Penn ⊇ {Finance ∩ Data Science ∩ Computer Science ∩ Statistics} | * ∈ {Graduate-Level Course}
One of my favorite courses at Penn, taught by one of the best professors I’ve had. A mix of technical and conceptual. We rebuilt probability models from scratch, worked in Bayesian thinking and updating, and rethought retention and customer profiles. The course is honest about machine learning—what it lacks and what it adds. We looked at models like the Dirichlet that show up in research. Time consuming, but approachable math and worth it. If you like quantitative work and aren’t afraid of math, take it.
This course shows how a computer actually works bits, ISA, compilers, memory, pipelines. We wrote assembly and C, built a C compiler that ties into LC-4 machine code, and moved from gates to higher abstractions. Great class if you want to know what’s hidden when you write higher-level code.
Math heavy and theoretical. Less about coding outputs, more about why algorithms work. The professor emphasizes intuition and proofs: kernels, regularization theory beyond just lambda, SVMs from the ground up. He makes a lot of the theory super approachable though, and it makes it easy to digest. If you're interested in doing more ML courses, I would take this instead of CIS5190: Applied Machine Learning.
A good mix of concept and math. Very research-based. The professor brings in his own work and others’. Clear about the strengths and weaknesses of different models and the assumptions people use in practice. Useful for understanding portfolio construction and attribution.

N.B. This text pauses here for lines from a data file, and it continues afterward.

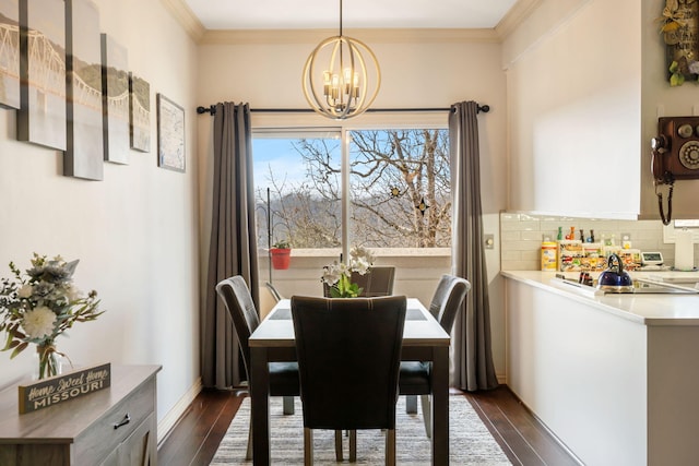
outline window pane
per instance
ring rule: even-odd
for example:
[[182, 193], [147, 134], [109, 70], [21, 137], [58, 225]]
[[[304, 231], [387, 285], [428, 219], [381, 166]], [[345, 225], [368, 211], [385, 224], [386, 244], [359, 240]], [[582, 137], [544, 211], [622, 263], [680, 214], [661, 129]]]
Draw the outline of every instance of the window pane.
[[336, 248], [342, 238], [339, 133], [254, 134], [258, 246]]
[[449, 247], [448, 130], [352, 131], [350, 134], [353, 244]]

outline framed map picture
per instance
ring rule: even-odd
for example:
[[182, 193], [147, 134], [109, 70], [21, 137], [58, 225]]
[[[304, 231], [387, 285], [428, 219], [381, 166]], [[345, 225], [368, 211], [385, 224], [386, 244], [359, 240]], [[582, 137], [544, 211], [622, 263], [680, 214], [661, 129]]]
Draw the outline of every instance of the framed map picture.
[[185, 109], [157, 95], [157, 166], [185, 171]]

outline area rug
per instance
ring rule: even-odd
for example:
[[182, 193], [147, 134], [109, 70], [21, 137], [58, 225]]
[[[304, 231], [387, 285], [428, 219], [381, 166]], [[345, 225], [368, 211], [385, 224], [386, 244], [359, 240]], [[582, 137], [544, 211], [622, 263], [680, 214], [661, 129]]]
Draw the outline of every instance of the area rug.
[[[282, 398], [270, 402], [270, 450], [274, 465], [304, 464], [304, 425], [301, 404], [294, 398], [296, 414], [282, 414]], [[429, 439], [425, 437], [422, 414], [405, 414], [405, 397], [399, 398], [396, 408], [396, 459], [401, 466], [425, 466], [431, 464]], [[245, 461], [250, 419], [250, 399], [246, 398], [238, 409], [211, 465], [250, 465]], [[471, 404], [461, 395], [449, 397], [449, 457], [451, 465], [499, 466], [510, 465], [507, 456], [488, 429], [483, 425]], [[335, 465], [334, 433], [313, 431], [313, 458], [317, 465]], [[348, 463], [348, 441], [344, 438], [343, 452]], [[380, 430], [357, 431], [356, 465], [382, 465], [384, 438]]]

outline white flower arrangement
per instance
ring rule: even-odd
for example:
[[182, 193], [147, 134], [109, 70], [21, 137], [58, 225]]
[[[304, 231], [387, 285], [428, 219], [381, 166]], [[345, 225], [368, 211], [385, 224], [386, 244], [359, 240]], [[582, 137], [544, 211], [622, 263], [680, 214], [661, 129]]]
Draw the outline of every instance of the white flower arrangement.
[[323, 267], [322, 282], [330, 287], [333, 298], [356, 298], [363, 289], [351, 282], [352, 273], [366, 275], [374, 265], [374, 254], [366, 248], [356, 246], [350, 251], [348, 264], [334, 261]]
[[1, 350], [11, 349], [12, 359], [29, 344], [37, 345], [39, 379], [57, 373], [56, 337], [75, 322], [94, 321], [104, 313], [98, 310], [97, 291], [85, 297], [73, 286], [78, 262], [34, 253], [25, 275], [10, 262], [14, 278], [0, 280], [0, 332], [8, 333]]

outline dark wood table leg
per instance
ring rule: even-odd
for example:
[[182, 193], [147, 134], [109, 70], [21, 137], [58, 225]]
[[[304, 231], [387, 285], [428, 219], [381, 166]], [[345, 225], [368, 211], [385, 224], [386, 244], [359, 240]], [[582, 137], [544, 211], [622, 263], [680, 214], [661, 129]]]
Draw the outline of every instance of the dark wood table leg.
[[250, 416], [252, 419], [252, 464], [270, 464], [270, 372], [266, 348], [250, 348]]
[[449, 465], [449, 347], [435, 348], [433, 361], [433, 465]]

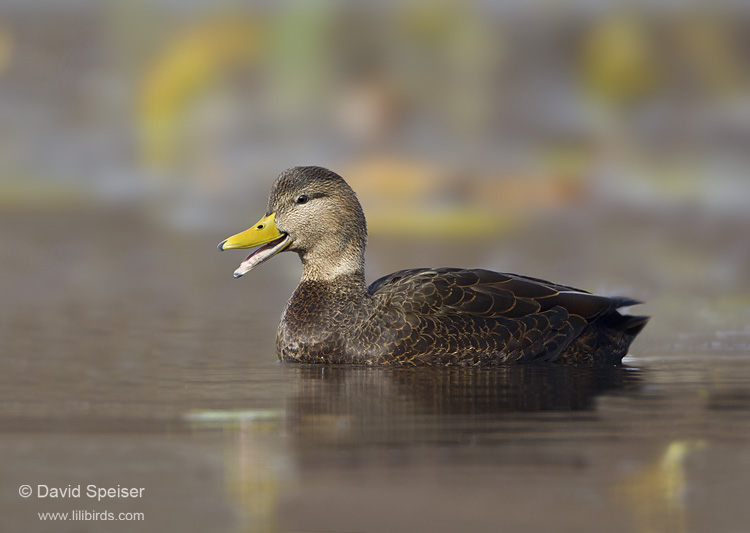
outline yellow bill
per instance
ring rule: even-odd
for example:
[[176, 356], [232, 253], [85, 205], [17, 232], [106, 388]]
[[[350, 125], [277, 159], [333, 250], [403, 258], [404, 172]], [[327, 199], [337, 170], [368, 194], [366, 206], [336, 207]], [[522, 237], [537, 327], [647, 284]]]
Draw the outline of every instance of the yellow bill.
[[219, 243], [219, 251], [260, 246], [240, 263], [240, 266], [234, 271], [235, 278], [247, 274], [291, 244], [292, 241], [289, 236], [281, 233], [276, 227], [275, 218], [276, 213], [271, 213], [267, 217], [261, 218], [253, 227], [232, 235]]

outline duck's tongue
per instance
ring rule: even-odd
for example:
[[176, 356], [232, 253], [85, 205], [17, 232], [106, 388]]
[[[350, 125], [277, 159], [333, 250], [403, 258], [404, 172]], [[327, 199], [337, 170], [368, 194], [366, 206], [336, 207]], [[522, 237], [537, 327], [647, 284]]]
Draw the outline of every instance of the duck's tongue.
[[292, 241], [288, 235], [282, 235], [275, 241], [271, 241], [260, 248], [256, 248], [253, 253], [248, 255], [245, 260], [240, 263], [240, 266], [234, 271], [234, 277], [239, 278], [244, 276], [259, 264], [271, 259], [274, 255], [289, 246], [291, 242]]

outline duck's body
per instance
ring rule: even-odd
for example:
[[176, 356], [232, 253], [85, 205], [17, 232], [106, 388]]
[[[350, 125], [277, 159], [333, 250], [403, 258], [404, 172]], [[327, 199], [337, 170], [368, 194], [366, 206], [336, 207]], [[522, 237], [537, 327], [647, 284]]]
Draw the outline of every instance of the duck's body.
[[265, 244], [248, 256], [236, 277], [285, 249], [300, 255], [302, 280], [276, 335], [280, 359], [618, 364], [647, 321], [617, 312], [637, 303], [633, 300], [489, 270], [402, 270], [367, 287], [366, 236], [359, 202], [340, 176], [296, 167], [276, 181], [266, 217], [219, 245]]

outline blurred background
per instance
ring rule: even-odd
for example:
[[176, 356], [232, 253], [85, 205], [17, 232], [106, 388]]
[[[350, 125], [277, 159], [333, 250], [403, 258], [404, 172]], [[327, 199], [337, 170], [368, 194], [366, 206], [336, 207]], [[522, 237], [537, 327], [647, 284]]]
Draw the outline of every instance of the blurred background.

We covered martingales, Markov chains, proofs, and probability at a deep level. Real analysis ideas showed up in the later part of the course. Difficult but worthwhile. Changed how I think about probability and expectation. Great class if you're willing to sit through it being practically all theoretical.
Light coding in Jupyter, but mostly conceptual with some calculations on exams. This class is what got me into machine learning. Seeing real applications made me want to learn how to build the models myself. Professor was great.
You learn by doing. This class was very fun, and engaging. The professor brings in his own research, and I treated every exercise like it was real. It worked. I got much more confident negotiating after this class, and learned plenty.
A solid look at ETA. Covers parts I wouldn’t have thought about before. The professor is a strong resource—both in the class and for anyone actually interested in starting something. Supportive of student founders and has a crazy track record ($$).